A talented developer can turn Silverstripe into a beautiful website, functional web app or secure internal intranet, and there really isn’t another CMS on the market that’s as flexible.
The plugin issue
This bears revisiting, because it really is a clincher when it comes to the might of the Silverstripe CMS over WordPress.
WordPress has limited inbuilt customisation, unless you want to really get under the hood and risk disturbing its codebase. And no one wants to do that.
There are thousands of plugins on the WordPress marketplace to counteract this, but they’re all built by third party developers. Some are fantastic and continually updated, while others are created and then left to fester. The problem? Security and compatibility; one update to the WordPress core system can knock out incompatible plugins or keep those running that are no longer secure.
What’s more, plugins aren’t unique, and if you rely too heavily on them, you’ll end up with a website that is anything but.
Silverstripe doesn’t use plugins. Instead, it’s built in such a way that it can be fully customised by people in the know. This means it can remain secure, compliant and capable of delivering a truly unique web presence.
If you’ve ever used Silverstripe, you’ll know it benefits from an uncluttered interface that’s immediately easy to grasp. WordPress, on the other hand, appears to get more complex with age as the developers heap more tabs, screens and buttons onto an already bulging interface.
Usability in a CMS is vitally important for two reasons:
1) In order to reduce development times and therefore cost, it needs to offer a lightning-fast interface for developers so they can efficiently and safely navigate their way through projects without second guessing the interface or inadvertently falling down rabbit holes.
2) Once the website is built, the business for whom it was created needs to be able to dive in and start adding and adjusting content at will. Minimal training for doing this reduces the costs associated with the website build and means they can get cracking with a user interface that’s brilliantly intuitive.

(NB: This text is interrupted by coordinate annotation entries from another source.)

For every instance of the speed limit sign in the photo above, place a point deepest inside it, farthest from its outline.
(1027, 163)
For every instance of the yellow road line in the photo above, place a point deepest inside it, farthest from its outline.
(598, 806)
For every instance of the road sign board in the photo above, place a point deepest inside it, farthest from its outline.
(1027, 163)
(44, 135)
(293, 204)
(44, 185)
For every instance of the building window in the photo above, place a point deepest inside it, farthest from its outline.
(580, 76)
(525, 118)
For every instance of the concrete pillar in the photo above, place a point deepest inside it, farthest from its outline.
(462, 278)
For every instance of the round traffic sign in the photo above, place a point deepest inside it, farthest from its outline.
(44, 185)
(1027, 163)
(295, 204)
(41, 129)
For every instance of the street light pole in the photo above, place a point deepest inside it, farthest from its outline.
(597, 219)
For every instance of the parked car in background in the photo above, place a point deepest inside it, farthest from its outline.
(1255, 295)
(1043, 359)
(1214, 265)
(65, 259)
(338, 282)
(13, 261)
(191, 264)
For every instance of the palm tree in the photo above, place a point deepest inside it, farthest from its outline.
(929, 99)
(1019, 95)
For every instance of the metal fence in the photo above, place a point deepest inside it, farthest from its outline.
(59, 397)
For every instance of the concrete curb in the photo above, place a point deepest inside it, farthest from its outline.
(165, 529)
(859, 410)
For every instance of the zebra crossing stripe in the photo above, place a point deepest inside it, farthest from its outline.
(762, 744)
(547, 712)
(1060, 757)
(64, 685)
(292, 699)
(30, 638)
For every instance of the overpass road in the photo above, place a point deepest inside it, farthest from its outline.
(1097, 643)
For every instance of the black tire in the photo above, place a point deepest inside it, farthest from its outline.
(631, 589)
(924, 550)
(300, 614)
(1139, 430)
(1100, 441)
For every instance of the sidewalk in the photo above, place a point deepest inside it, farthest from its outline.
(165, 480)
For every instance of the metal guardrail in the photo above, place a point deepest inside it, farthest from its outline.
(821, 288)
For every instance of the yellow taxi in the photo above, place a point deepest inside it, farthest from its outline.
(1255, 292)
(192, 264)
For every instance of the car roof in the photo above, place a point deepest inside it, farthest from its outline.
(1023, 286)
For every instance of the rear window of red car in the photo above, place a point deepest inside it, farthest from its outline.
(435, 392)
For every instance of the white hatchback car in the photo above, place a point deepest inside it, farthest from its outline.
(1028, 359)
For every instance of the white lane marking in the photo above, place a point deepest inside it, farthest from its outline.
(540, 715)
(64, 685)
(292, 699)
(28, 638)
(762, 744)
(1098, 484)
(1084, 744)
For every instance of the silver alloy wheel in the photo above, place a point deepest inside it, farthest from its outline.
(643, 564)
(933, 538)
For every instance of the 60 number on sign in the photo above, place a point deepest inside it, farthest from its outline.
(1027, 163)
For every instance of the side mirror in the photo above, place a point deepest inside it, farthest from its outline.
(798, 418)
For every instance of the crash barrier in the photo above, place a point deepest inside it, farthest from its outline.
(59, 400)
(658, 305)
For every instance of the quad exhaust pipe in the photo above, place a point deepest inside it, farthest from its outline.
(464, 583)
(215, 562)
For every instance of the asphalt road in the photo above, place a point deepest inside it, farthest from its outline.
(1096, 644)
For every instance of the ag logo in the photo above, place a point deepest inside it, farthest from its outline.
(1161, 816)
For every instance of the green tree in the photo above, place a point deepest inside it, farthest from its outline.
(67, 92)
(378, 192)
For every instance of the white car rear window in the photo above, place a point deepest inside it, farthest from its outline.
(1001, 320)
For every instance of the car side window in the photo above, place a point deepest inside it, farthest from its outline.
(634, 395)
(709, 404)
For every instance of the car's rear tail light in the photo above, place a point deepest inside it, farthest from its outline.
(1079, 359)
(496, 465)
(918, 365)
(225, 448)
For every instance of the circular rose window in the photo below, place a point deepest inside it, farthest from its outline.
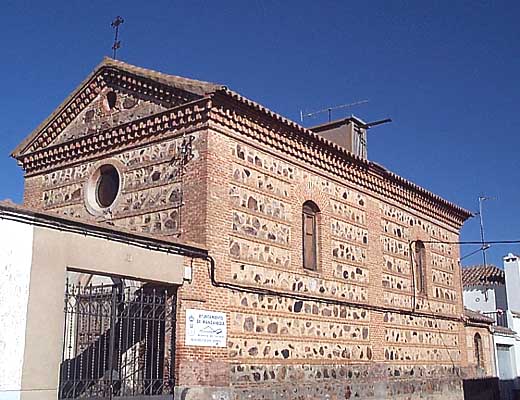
(107, 186)
(103, 189)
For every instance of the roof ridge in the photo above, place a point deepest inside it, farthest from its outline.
(154, 74)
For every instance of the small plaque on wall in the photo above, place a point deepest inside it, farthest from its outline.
(205, 328)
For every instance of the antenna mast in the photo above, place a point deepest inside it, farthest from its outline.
(330, 109)
(117, 43)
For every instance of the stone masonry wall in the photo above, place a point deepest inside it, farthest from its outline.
(334, 346)
(326, 334)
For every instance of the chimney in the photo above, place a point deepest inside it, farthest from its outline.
(512, 272)
(350, 133)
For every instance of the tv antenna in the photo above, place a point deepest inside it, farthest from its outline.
(117, 43)
(484, 246)
(329, 110)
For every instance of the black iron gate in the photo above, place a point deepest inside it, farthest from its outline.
(118, 342)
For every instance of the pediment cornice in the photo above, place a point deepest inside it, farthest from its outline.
(167, 90)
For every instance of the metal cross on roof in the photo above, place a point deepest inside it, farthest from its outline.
(117, 43)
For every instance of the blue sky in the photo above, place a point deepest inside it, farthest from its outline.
(446, 72)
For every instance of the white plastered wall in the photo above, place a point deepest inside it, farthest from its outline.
(15, 272)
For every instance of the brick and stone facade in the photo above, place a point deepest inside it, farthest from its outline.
(200, 162)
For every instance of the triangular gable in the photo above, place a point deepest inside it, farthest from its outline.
(138, 90)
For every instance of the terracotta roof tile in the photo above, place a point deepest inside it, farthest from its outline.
(482, 275)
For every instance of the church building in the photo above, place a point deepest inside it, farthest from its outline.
(300, 269)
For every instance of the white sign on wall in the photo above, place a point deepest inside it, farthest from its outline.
(205, 328)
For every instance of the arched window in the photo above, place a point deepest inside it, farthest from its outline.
(477, 344)
(310, 232)
(111, 99)
(420, 270)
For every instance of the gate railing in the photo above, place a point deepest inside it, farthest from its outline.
(118, 342)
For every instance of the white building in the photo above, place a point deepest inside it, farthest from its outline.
(495, 293)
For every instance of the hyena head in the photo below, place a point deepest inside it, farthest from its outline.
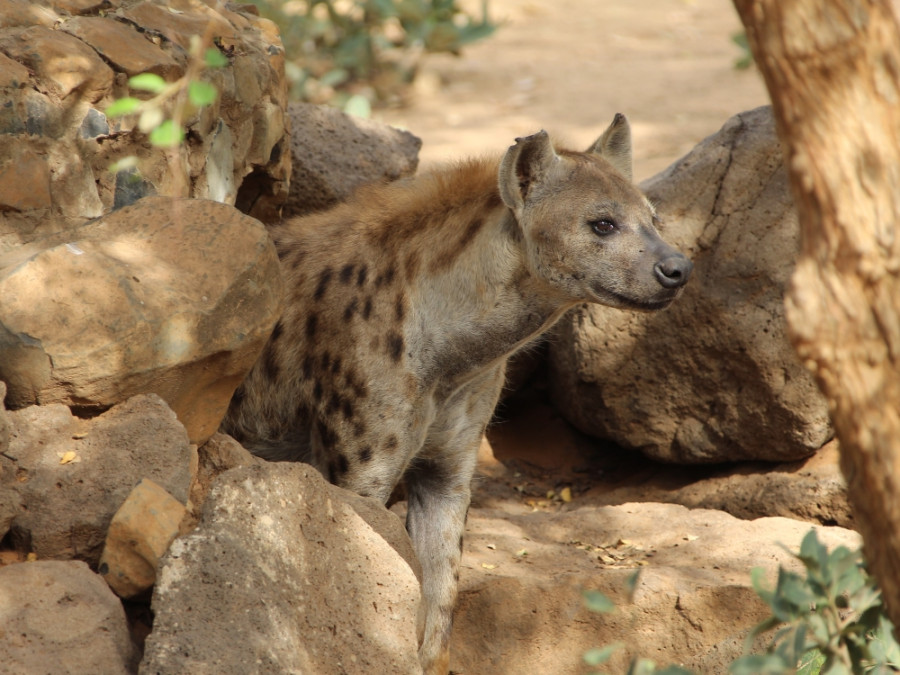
(588, 231)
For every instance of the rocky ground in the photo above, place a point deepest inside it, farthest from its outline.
(135, 539)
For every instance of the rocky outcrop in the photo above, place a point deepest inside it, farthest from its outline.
(59, 617)
(523, 575)
(174, 297)
(713, 378)
(62, 63)
(287, 573)
(68, 476)
(336, 153)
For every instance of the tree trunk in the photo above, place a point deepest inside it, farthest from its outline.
(832, 68)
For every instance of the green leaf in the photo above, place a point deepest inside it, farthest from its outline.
(167, 135)
(123, 106)
(760, 664)
(598, 602)
(147, 82)
(358, 106)
(202, 93)
(811, 663)
(213, 58)
(600, 655)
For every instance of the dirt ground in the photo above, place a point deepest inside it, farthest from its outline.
(570, 65)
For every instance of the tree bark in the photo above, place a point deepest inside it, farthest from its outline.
(832, 68)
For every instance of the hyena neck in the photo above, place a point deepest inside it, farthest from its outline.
(475, 313)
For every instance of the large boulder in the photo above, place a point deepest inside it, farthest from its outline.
(59, 617)
(334, 153)
(523, 574)
(714, 377)
(289, 574)
(174, 297)
(63, 63)
(67, 476)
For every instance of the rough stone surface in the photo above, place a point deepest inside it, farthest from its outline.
(70, 475)
(61, 618)
(334, 153)
(174, 297)
(63, 63)
(520, 608)
(283, 573)
(714, 377)
(138, 536)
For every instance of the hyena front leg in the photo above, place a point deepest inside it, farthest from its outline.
(438, 485)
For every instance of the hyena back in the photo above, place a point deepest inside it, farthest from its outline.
(403, 306)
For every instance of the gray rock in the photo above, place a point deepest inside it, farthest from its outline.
(174, 297)
(714, 377)
(332, 154)
(61, 618)
(71, 475)
(283, 574)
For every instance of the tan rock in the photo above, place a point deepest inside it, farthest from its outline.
(60, 61)
(59, 617)
(286, 562)
(138, 536)
(714, 378)
(124, 47)
(68, 476)
(165, 296)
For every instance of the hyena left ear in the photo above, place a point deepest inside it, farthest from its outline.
(615, 145)
(525, 163)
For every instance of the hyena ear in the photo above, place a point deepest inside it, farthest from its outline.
(615, 145)
(525, 163)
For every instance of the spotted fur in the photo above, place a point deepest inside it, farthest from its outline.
(404, 305)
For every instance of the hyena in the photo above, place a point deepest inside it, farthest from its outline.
(403, 306)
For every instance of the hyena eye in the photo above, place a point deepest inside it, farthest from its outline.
(603, 226)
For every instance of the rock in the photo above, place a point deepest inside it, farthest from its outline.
(334, 153)
(61, 61)
(138, 536)
(282, 572)
(714, 377)
(174, 297)
(59, 617)
(523, 575)
(811, 489)
(71, 475)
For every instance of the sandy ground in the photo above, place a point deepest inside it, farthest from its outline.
(569, 65)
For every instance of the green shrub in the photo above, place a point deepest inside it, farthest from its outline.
(340, 49)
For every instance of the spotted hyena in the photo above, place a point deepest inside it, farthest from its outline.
(403, 306)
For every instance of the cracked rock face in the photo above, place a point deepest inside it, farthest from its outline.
(714, 377)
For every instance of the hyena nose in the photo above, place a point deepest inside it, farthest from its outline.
(673, 271)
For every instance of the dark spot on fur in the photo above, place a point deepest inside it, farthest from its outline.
(270, 363)
(342, 464)
(306, 367)
(276, 332)
(395, 346)
(312, 323)
(326, 435)
(347, 273)
(347, 408)
(324, 280)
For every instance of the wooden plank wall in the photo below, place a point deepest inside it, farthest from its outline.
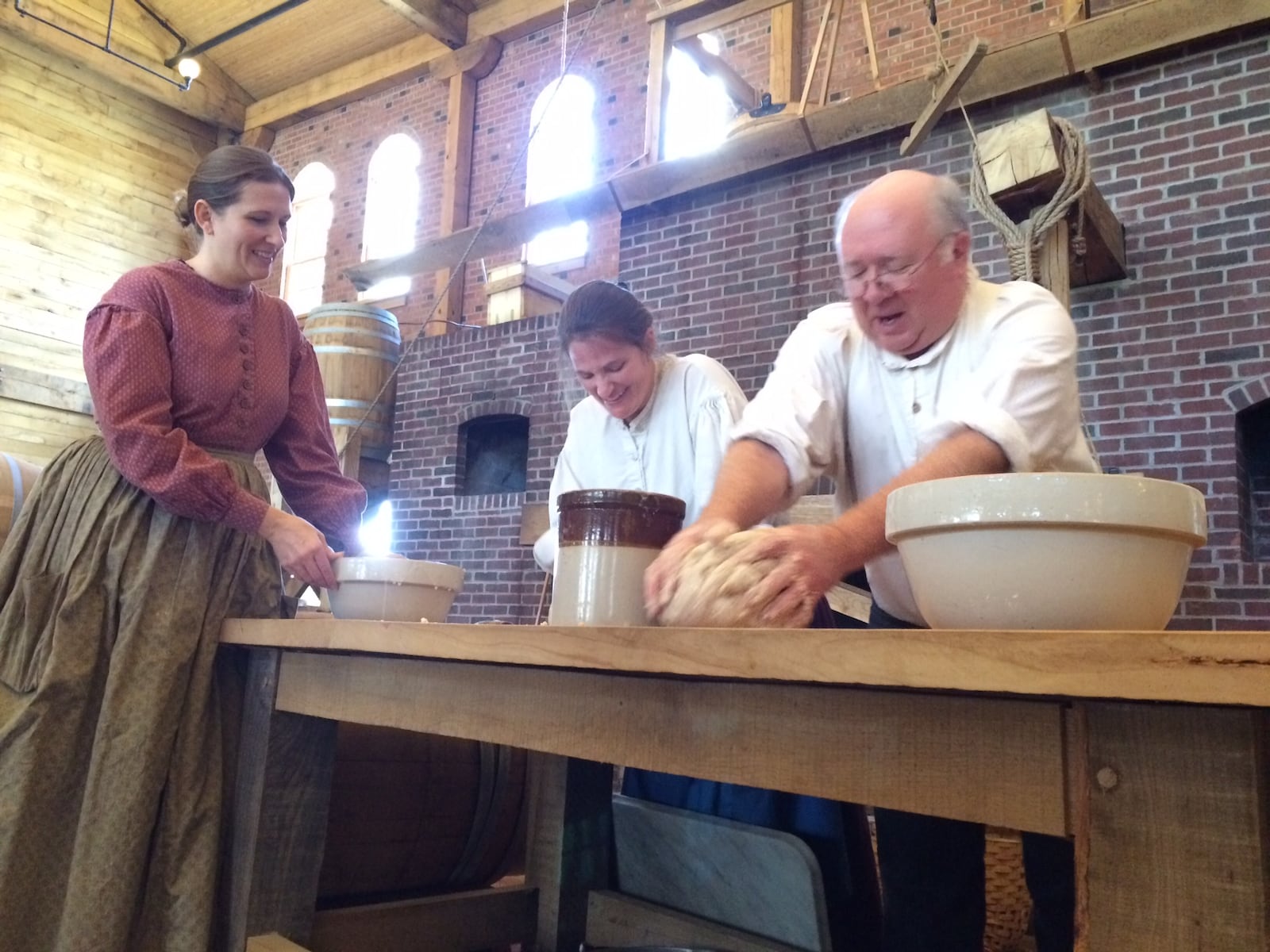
(87, 179)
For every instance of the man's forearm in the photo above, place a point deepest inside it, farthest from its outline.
(863, 528)
(752, 484)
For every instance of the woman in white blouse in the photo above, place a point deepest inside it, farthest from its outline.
(651, 422)
(662, 424)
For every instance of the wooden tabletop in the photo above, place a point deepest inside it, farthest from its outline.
(1200, 666)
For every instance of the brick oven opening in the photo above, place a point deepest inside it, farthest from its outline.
(1253, 443)
(495, 454)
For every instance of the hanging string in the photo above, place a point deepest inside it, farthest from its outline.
(1024, 240)
(564, 38)
(489, 213)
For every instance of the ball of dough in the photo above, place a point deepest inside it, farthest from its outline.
(714, 585)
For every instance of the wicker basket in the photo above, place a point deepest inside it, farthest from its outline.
(1006, 899)
(1009, 905)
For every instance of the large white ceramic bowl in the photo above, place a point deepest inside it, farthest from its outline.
(394, 589)
(1048, 550)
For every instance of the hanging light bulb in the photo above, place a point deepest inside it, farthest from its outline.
(376, 532)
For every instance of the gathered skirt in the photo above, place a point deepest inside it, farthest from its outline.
(112, 734)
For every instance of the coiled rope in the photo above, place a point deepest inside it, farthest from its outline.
(1024, 240)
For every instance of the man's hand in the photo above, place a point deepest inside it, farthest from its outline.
(810, 562)
(664, 575)
(300, 547)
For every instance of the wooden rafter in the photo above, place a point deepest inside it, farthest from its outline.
(944, 97)
(436, 18)
(1134, 31)
(708, 22)
(783, 63)
(214, 98)
(869, 41)
(503, 22)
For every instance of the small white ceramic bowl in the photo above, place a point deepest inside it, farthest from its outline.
(1047, 550)
(394, 589)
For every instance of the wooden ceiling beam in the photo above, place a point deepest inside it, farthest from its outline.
(478, 59)
(436, 18)
(708, 22)
(502, 22)
(214, 98)
(1123, 35)
(356, 80)
(511, 19)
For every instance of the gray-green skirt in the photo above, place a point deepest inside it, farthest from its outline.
(112, 736)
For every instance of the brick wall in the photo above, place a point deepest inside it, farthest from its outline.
(610, 50)
(1180, 148)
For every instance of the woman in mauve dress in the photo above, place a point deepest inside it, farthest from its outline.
(662, 424)
(116, 714)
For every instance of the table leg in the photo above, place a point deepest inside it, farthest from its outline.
(279, 812)
(1178, 833)
(569, 854)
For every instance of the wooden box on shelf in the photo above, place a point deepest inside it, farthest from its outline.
(520, 290)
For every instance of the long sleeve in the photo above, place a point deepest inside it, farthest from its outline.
(302, 457)
(130, 374)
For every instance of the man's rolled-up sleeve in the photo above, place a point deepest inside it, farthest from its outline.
(1024, 397)
(799, 410)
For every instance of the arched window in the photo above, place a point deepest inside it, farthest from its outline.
(698, 107)
(304, 257)
(391, 209)
(562, 159)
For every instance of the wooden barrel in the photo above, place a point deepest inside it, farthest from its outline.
(414, 814)
(359, 348)
(17, 478)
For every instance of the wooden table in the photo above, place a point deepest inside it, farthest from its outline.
(1149, 748)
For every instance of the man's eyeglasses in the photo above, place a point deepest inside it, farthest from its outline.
(888, 278)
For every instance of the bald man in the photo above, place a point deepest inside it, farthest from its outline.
(925, 372)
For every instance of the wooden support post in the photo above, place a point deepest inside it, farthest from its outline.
(741, 93)
(783, 63)
(832, 48)
(1178, 828)
(279, 812)
(571, 831)
(660, 46)
(455, 194)
(831, 8)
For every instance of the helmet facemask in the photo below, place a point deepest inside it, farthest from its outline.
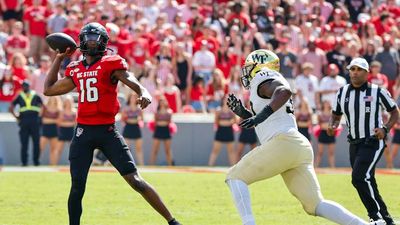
(246, 77)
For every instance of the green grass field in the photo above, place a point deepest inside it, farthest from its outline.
(33, 198)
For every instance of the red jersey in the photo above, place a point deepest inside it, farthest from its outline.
(98, 102)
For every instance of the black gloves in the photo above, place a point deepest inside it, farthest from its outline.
(259, 118)
(237, 107)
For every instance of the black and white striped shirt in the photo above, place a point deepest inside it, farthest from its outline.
(362, 108)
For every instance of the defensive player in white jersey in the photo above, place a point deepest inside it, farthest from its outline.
(283, 149)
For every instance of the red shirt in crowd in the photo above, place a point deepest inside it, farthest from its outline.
(380, 79)
(29, 3)
(196, 94)
(212, 43)
(20, 72)
(226, 65)
(139, 49)
(37, 19)
(97, 99)
(74, 33)
(11, 4)
(9, 89)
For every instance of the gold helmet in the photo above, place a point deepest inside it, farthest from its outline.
(255, 61)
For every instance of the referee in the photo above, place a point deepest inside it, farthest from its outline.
(362, 104)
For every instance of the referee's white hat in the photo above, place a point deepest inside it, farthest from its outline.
(359, 62)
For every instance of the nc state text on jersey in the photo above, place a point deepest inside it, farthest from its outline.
(86, 74)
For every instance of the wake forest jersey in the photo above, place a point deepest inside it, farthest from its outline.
(282, 120)
(97, 99)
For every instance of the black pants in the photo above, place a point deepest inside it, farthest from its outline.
(363, 159)
(85, 140)
(29, 129)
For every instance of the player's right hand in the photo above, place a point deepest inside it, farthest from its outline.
(143, 102)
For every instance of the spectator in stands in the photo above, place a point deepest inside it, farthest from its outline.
(338, 24)
(35, 18)
(162, 120)
(11, 12)
(204, 62)
(235, 83)
(239, 15)
(172, 94)
(17, 42)
(58, 20)
(246, 137)
(304, 117)
(217, 20)
(3, 33)
(370, 51)
(216, 90)
(382, 24)
(337, 57)
(9, 88)
(315, 56)
(163, 62)
(225, 59)
(263, 22)
(307, 84)
(18, 66)
(355, 8)
(49, 135)
(151, 10)
(212, 41)
(171, 9)
(197, 95)
(324, 140)
(329, 85)
(224, 121)
(39, 75)
(390, 60)
(28, 120)
(182, 67)
(149, 80)
(66, 123)
(289, 61)
(179, 27)
(375, 77)
(139, 52)
(132, 116)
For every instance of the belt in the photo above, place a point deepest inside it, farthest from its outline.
(362, 140)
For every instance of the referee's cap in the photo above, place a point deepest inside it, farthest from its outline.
(359, 62)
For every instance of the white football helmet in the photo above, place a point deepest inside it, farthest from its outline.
(255, 61)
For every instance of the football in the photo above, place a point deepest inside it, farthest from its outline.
(60, 42)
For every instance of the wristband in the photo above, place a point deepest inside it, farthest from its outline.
(385, 129)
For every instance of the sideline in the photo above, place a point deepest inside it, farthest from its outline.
(175, 169)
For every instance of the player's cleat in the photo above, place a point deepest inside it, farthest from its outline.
(174, 222)
(377, 222)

The addition of a preview mode in Silverstripe makes it far easier to keep an eye on changes as you work, compared to WordPress, which relies on a rather more cumbersome way of previewing progress.
The big one: security
Data privacy and protection is at the foremost of most people’s minds in the digital age, which is why it’s vital you rely on a CMS for your website that puts privacy first.
WordPress is treated to regular updates, but there really is no escaping the plugin issue. Any CMS that introduces third party development just to gain additional functionally is opening a security hole.
Silverstripe doesn’t suffer from this. It’s updated regularly to mitigate against modern cyber-attacks. It’s also in use to a lesser extent than WordPress, which makes it much less of a target for hackers.
The final word
There’s no escaping the fact that WordPress was initially developed as a blogging platform, and at times, it still feels just like that.
For some projects, WordPress is fine, but if you want a scalable, unique, secure website that you can dive into and edit at will with minimal training, the Silverstripe CMS should always be your first port of call.